Are you ready for the next crisis?
You better be… because the Fed is losing control of inflation and the bond market… again.
Historically, the Fed has taken its cues on where rates should be based on where the yield on the 2-Year U.S. Treasury is trading. In this context, it is easy to see how badly the Fed screwed up earlier this year. The gap between the yield on the 2-Year U.S. Treasury (blue line in the chart below) and the Effective Federal Funds Rate (red line in the chart below) is massive.
This is why the stock market collapsed earlier this year. Stocks are priced based on Treasury yields, so when the yield on the 2-Year U.S. Treasury spiked earlier this year, the stock market took it on the chin.

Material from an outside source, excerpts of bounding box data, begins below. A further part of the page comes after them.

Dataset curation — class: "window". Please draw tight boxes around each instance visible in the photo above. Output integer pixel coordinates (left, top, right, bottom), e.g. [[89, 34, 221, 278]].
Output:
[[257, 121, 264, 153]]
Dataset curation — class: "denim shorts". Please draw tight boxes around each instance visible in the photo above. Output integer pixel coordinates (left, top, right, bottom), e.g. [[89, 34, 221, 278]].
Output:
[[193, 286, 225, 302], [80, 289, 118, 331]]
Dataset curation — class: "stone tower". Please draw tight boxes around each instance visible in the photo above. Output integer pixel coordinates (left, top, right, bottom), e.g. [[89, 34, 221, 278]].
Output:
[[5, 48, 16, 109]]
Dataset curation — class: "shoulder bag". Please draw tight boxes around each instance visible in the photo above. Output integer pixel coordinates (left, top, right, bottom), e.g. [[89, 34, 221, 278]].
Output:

The Fed attempted to get this under control this summer, by hiking rates by 0.75%. The history of Fed rate hikes during its most recent monetary tightening up until that point is below
· March 17, 2022: Fed raises rates 0.25%.
· May 5, 2022: Fed raises rates 0.5%.
· June 16, 2022: Fed raises rates 0.75%.
When the bond market saw this, it began to calm down and the yield on the 2-Year U.S. Treasury stabilized.
This stability in bond yields is what allowed the stock market to rally this summer.
But the Fed just screwed this up BIG TIME.